そう思って気にロープを吊るして、これからと思ったその時に・・・。
(感想)
常々からいつかは観てみたいと思っていた劇団の一つなのですが、コンスタントに公演を打っているのでそのうち観れるだろうと思っていたら、今回の公演が終ったら次回公演までしばらく間が空くとのこと。慌てて見に行く事に。
いろいろと噂には聞いていたのですが、アニメやドラマのキャラクターをそのまま拝借している部分があったり、題材にしても服装にしても高校生の学芸会そのままの気分です。ただ、学園祭のようだとはいってもそこはお金を取って観てもらっているだけのことはあり、演技も見た目以上にキチンとしていますし、他のメディアからネタを借りているとはいえ、脚本もきちんと組み立てられています。
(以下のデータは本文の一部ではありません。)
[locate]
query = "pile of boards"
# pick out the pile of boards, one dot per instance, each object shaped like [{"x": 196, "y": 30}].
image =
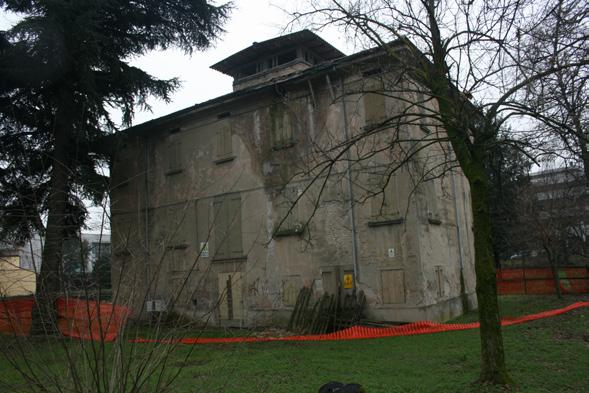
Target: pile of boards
[{"x": 328, "y": 313}]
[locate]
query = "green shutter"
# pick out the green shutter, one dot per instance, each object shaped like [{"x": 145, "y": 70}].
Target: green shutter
[
  {"x": 234, "y": 230},
  {"x": 374, "y": 107},
  {"x": 220, "y": 227}
]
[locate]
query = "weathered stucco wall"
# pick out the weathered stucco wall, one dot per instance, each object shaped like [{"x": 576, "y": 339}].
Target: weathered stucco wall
[{"x": 238, "y": 166}]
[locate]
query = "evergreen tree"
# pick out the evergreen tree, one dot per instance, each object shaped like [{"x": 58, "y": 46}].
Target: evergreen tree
[{"x": 63, "y": 67}]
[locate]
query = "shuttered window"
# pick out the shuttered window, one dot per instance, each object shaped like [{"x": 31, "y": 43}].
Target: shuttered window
[
  {"x": 174, "y": 158},
  {"x": 374, "y": 102},
  {"x": 392, "y": 286},
  {"x": 385, "y": 203},
  {"x": 224, "y": 141},
  {"x": 227, "y": 227},
  {"x": 203, "y": 232},
  {"x": 439, "y": 270},
  {"x": 374, "y": 108},
  {"x": 287, "y": 212},
  {"x": 282, "y": 127}
]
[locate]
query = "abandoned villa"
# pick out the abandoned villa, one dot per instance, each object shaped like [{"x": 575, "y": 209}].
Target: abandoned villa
[{"x": 319, "y": 170}]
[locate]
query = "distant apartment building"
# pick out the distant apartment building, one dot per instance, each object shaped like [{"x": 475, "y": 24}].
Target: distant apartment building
[{"x": 18, "y": 264}]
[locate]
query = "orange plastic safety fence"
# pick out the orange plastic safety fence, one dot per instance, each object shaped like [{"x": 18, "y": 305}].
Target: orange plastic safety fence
[
  {"x": 539, "y": 281},
  {"x": 361, "y": 332},
  {"x": 84, "y": 319}
]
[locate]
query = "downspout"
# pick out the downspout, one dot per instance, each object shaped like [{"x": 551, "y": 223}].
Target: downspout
[
  {"x": 350, "y": 188},
  {"x": 463, "y": 296},
  {"x": 146, "y": 216}
]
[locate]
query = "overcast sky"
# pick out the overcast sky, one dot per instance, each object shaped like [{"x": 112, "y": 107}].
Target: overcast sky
[{"x": 251, "y": 20}]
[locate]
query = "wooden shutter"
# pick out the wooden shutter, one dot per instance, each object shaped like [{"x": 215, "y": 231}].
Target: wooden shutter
[
  {"x": 234, "y": 243},
  {"x": 224, "y": 139},
  {"x": 174, "y": 156},
  {"x": 220, "y": 228},
  {"x": 440, "y": 280},
  {"x": 282, "y": 126},
  {"x": 374, "y": 107},
  {"x": 202, "y": 222},
  {"x": 392, "y": 286},
  {"x": 386, "y": 202},
  {"x": 230, "y": 296}
]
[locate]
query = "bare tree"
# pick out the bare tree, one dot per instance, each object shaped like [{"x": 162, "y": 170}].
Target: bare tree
[
  {"x": 552, "y": 211},
  {"x": 559, "y": 101},
  {"x": 464, "y": 55}
]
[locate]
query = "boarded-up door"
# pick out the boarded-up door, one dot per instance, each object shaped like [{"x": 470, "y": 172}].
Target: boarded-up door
[
  {"x": 393, "y": 286},
  {"x": 230, "y": 293}
]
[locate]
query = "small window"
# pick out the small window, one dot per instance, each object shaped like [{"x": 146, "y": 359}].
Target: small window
[
  {"x": 282, "y": 127},
  {"x": 173, "y": 158},
  {"x": 374, "y": 107},
  {"x": 224, "y": 142},
  {"x": 287, "y": 213},
  {"x": 249, "y": 70},
  {"x": 290, "y": 290},
  {"x": 392, "y": 286},
  {"x": 384, "y": 204},
  {"x": 371, "y": 72},
  {"x": 227, "y": 227},
  {"x": 286, "y": 57},
  {"x": 440, "y": 280}
]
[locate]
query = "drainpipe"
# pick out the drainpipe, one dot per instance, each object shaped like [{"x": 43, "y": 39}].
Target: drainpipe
[
  {"x": 460, "y": 252},
  {"x": 146, "y": 215},
  {"x": 350, "y": 188}
]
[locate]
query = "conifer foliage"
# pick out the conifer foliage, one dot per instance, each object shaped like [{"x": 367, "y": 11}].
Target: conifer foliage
[{"x": 63, "y": 67}]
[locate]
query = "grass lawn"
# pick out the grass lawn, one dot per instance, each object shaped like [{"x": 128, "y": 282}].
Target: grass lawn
[{"x": 549, "y": 355}]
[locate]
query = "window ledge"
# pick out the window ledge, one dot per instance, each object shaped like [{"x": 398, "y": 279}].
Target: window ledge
[
  {"x": 182, "y": 246},
  {"x": 296, "y": 231},
  {"x": 283, "y": 146},
  {"x": 383, "y": 222},
  {"x": 122, "y": 253},
  {"x": 174, "y": 172},
  {"x": 242, "y": 258},
  {"x": 223, "y": 160}
]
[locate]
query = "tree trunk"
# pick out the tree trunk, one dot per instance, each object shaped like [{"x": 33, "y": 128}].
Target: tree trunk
[
  {"x": 554, "y": 263},
  {"x": 49, "y": 280},
  {"x": 493, "y": 368}
]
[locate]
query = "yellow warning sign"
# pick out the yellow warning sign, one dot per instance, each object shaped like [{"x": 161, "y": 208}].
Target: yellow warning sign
[{"x": 348, "y": 281}]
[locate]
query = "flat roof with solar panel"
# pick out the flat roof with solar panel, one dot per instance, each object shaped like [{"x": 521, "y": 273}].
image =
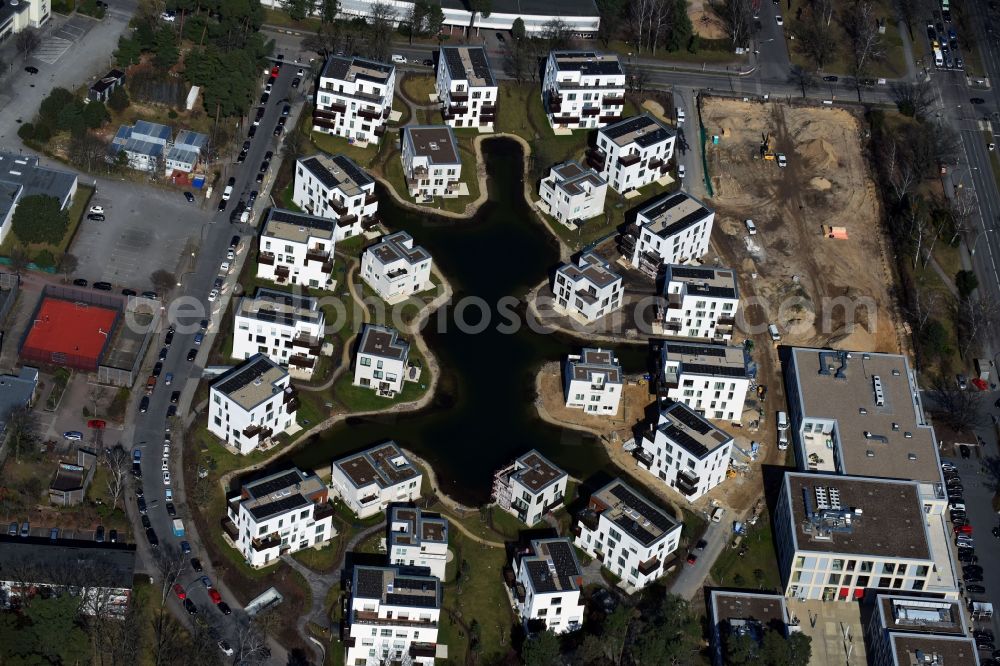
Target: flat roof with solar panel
[
  {"x": 468, "y": 63},
  {"x": 708, "y": 281},
  {"x": 644, "y": 131},
  {"x": 297, "y": 227},
  {"x": 672, "y": 213},
  {"x": 251, "y": 382},
  {"x": 338, "y": 172},
  {"x": 633, "y": 513},
  {"x": 686, "y": 428}
]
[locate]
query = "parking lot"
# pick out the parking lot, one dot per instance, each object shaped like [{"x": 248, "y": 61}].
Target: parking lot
[{"x": 145, "y": 229}]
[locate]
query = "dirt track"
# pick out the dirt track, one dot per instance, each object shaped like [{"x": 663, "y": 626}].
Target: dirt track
[{"x": 790, "y": 264}]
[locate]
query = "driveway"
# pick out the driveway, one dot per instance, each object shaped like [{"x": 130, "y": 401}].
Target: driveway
[{"x": 145, "y": 229}]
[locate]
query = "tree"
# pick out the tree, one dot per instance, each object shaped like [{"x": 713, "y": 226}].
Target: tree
[
  {"x": 163, "y": 282},
  {"x": 118, "y": 100},
  {"x": 23, "y": 431},
  {"x": 541, "y": 650},
  {"x": 40, "y": 219},
  {"x": 517, "y": 29},
  {"x": 27, "y": 42},
  {"x": 68, "y": 264}
]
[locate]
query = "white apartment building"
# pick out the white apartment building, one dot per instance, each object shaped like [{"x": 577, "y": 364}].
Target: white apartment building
[
  {"x": 529, "y": 487},
  {"x": 252, "y": 403},
  {"x": 547, "y": 582},
  {"x": 338, "y": 189},
  {"x": 381, "y": 361},
  {"x": 839, "y": 536},
  {"x": 392, "y": 617},
  {"x": 571, "y": 193},
  {"x": 631, "y": 536},
  {"x": 710, "y": 379},
  {"x": 396, "y": 269},
  {"x": 700, "y": 302},
  {"x": 354, "y": 98},
  {"x": 297, "y": 248},
  {"x": 285, "y": 326},
  {"x": 281, "y": 513},
  {"x": 583, "y": 89},
  {"x": 633, "y": 152},
  {"x": 685, "y": 451},
  {"x": 367, "y": 482},
  {"x": 588, "y": 289},
  {"x": 593, "y": 382},
  {"x": 673, "y": 229},
  {"x": 466, "y": 87},
  {"x": 432, "y": 165},
  {"x": 418, "y": 538},
  {"x": 908, "y": 631}
]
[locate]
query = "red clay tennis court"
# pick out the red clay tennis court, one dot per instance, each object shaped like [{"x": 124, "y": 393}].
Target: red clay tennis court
[{"x": 68, "y": 333}]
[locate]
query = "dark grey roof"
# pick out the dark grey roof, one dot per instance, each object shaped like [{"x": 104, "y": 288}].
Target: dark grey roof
[{"x": 67, "y": 562}]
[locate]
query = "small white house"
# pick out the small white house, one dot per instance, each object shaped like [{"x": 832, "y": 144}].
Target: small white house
[
  {"x": 466, "y": 88},
  {"x": 700, "y": 302},
  {"x": 571, "y": 193},
  {"x": 633, "y": 152},
  {"x": 583, "y": 89},
  {"x": 381, "y": 361},
  {"x": 367, "y": 482},
  {"x": 529, "y": 487},
  {"x": 396, "y": 269},
  {"x": 674, "y": 228},
  {"x": 418, "y": 538},
  {"x": 588, "y": 289},
  {"x": 354, "y": 98},
  {"x": 338, "y": 189},
  {"x": 593, "y": 382},
  {"x": 548, "y": 579},
  {"x": 252, "y": 403},
  {"x": 285, "y": 326},
  {"x": 432, "y": 164},
  {"x": 284, "y": 512},
  {"x": 297, "y": 248},
  {"x": 685, "y": 451}
]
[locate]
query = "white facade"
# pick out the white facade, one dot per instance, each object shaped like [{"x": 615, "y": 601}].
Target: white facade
[
  {"x": 685, "y": 451},
  {"x": 674, "y": 229},
  {"x": 838, "y": 536},
  {"x": 296, "y": 248},
  {"x": 367, "y": 482},
  {"x": 418, "y": 539},
  {"x": 252, "y": 403},
  {"x": 354, "y": 98},
  {"x": 629, "y": 535},
  {"x": 530, "y": 487},
  {"x": 392, "y": 617},
  {"x": 395, "y": 269},
  {"x": 466, "y": 88},
  {"x": 284, "y": 512},
  {"x": 593, "y": 382},
  {"x": 588, "y": 289},
  {"x": 338, "y": 189},
  {"x": 381, "y": 361},
  {"x": 633, "y": 152},
  {"x": 710, "y": 379},
  {"x": 583, "y": 89},
  {"x": 572, "y": 193},
  {"x": 548, "y": 581},
  {"x": 701, "y": 302},
  {"x": 286, "y": 327},
  {"x": 432, "y": 164}
]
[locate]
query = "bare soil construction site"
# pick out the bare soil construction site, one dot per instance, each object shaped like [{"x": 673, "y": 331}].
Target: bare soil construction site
[{"x": 818, "y": 254}]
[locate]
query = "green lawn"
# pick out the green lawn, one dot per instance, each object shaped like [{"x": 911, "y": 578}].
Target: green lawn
[{"x": 758, "y": 568}]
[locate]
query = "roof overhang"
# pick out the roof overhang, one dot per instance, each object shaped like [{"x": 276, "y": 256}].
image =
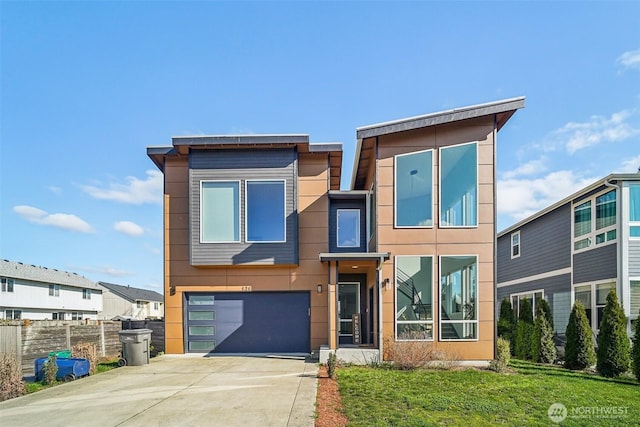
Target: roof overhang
[{"x": 609, "y": 179}]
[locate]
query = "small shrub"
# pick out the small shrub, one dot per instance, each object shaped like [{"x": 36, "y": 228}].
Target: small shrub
[
  {"x": 579, "y": 352},
  {"x": 524, "y": 330},
  {"x": 503, "y": 356},
  {"x": 613, "y": 341},
  {"x": 50, "y": 370},
  {"x": 635, "y": 352},
  {"x": 87, "y": 351},
  {"x": 332, "y": 364},
  {"x": 11, "y": 384}
]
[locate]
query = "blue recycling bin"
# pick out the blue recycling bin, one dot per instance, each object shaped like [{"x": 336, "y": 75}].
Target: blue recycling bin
[{"x": 68, "y": 368}]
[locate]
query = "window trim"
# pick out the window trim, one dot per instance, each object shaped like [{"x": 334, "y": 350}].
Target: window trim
[
  {"x": 395, "y": 189},
  {"x": 357, "y": 244},
  {"x": 477, "y": 308},
  {"x": 246, "y": 210},
  {"x": 239, "y": 210},
  {"x": 433, "y": 295},
  {"x": 518, "y": 245},
  {"x": 591, "y": 236},
  {"x": 477, "y": 201}
]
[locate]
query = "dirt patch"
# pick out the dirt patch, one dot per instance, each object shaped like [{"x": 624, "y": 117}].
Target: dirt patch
[{"x": 330, "y": 412}]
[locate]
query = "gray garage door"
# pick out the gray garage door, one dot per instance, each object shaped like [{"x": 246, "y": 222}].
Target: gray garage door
[{"x": 252, "y": 322}]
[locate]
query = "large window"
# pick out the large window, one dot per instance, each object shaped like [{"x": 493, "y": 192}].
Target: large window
[
  {"x": 515, "y": 244},
  {"x": 265, "y": 211},
  {"x": 594, "y": 221},
  {"x": 458, "y": 298},
  {"x": 414, "y": 298},
  {"x": 634, "y": 210},
  {"x": 348, "y": 233},
  {"x": 7, "y": 284},
  {"x": 219, "y": 211},
  {"x": 459, "y": 186},
  {"x": 414, "y": 189},
  {"x": 594, "y": 299}
]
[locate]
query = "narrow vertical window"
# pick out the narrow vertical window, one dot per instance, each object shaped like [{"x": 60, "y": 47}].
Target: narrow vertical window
[
  {"x": 515, "y": 244},
  {"x": 265, "y": 211},
  {"x": 414, "y": 189},
  {"x": 459, "y": 186},
  {"x": 458, "y": 298},
  {"x": 348, "y": 233},
  {"x": 219, "y": 211},
  {"x": 414, "y": 298}
]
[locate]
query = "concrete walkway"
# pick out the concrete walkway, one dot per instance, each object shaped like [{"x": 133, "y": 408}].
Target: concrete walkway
[{"x": 178, "y": 391}]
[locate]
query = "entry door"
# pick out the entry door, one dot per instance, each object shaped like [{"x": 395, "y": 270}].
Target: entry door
[{"x": 348, "y": 305}]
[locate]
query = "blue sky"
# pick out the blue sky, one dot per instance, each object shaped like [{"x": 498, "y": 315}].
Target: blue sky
[{"x": 87, "y": 86}]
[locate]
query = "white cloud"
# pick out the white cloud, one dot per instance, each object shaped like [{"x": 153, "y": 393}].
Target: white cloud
[
  {"x": 135, "y": 191},
  {"x": 129, "y": 228},
  {"x": 60, "y": 220},
  {"x": 631, "y": 165},
  {"x": 575, "y": 136},
  {"x": 520, "y": 198},
  {"x": 533, "y": 167},
  {"x": 630, "y": 59}
]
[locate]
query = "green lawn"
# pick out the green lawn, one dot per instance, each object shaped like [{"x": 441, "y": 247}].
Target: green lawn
[{"x": 388, "y": 397}]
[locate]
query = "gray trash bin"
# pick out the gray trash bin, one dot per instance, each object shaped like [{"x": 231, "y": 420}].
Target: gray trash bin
[{"x": 135, "y": 346}]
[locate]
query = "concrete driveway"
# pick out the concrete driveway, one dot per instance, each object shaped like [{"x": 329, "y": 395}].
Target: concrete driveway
[{"x": 178, "y": 391}]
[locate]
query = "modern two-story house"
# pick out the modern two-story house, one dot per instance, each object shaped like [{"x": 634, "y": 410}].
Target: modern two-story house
[
  {"x": 126, "y": 302},
  {"x": 577, "y": 249},
  {"x": 38, "y": 293},
  {"x": 265, "y": 253}
]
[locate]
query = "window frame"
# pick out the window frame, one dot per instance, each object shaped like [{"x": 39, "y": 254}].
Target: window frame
[
  {"x": 238, "y": 210},
  {"x": 247, "y": 207},
  {"x": 609, "y": 232},
  {"x": 441, "y": 223},
  {"x": 395, "y": 189},
  {"x": 516, "y": 245},
  {"x": 476, "y": 321},
  {"x": 357, "y": 237},
  {"x": 427, "y": 323}
]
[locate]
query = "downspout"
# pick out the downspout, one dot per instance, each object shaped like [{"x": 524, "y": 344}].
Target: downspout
[{"x": 621, "y": 291}]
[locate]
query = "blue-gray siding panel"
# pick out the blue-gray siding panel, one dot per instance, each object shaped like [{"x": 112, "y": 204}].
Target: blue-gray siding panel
[
  {"x": 557, "y": 292},
  {"x": 595, "y": 264},
  {"x": 242, "y": 165},
  {"x": 634, "y": 257},
  {"x": 333, "y": 224},
  {"x": 545, "y": 245}
]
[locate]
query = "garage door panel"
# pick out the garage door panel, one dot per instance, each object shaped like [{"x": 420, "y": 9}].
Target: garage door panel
[{"x": 251, "y": 323}]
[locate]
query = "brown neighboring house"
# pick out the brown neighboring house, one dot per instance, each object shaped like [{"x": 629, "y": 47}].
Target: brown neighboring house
[{"x": 265, "y": 254}]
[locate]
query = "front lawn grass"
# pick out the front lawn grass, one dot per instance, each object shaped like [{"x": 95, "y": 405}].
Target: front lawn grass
[{"x": 389, "y": 397}]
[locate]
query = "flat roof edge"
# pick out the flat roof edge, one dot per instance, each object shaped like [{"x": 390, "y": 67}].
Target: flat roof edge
[{"x": 441, "y": 117}]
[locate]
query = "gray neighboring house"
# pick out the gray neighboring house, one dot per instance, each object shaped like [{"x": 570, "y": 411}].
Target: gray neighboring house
[
  {"x": 125, "y": 302},
  {"x": 576, "y": 249},
  {"x": 39, "y": 293}
]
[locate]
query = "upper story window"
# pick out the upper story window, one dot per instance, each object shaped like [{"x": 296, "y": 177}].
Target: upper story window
[
  {"x": 515, "y": 244},
  {"x": 459, "y": 186},
  {"x": 265, "y": 211},
  {"x": 414, "y": 189},
  {"x": 54, "y": 290},
  {"x": 634, "y": 210},
  {"x": 348, "y": 233},
  {"x": 7, "y": 284},
  {"x": 220, "y": 211},
  {"x": 591, "y": 226}
]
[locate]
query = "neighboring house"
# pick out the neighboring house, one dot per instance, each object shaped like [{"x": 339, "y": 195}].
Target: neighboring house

この土台はしっかりしてるけど、ほんわかとしてどうしようもなくユルいその世界は「野鳩ワールド」とも呼べる、他の劇団では真似のできない一種独特な世界と言えます。
そんな、確固たる世界を反映してか、思春期独特の過剰な自意識やこっぱずかしさを作品に落とし込む手際の良さはさすがで、骨組みの方はかなりしっかりした作品です。
ただ一方で、骨格はしっかりしているけど、作品の肉付けの方がやや不十分な印象で、観ていてやや物足りなさを感じました。1時間強という時間だったことを差し引いても、話しを膨らませるエピソードや仕掛けが最低でも、もう2〜3個位欲しいなと思いました。
今回の公演では、この劇団の確立された世界やスタイルは充分に堪能させてもらいましたが、その一方で正直ちょっとネタ切れだったのかなと勘繰ってしまいたくなるような出来だったのが残念でした。次回公演までしばらく間隔が空くそうなので、その間に文字通りしっかり充電して、もっとヴォリュームのある作品を見せて欲しいと思います。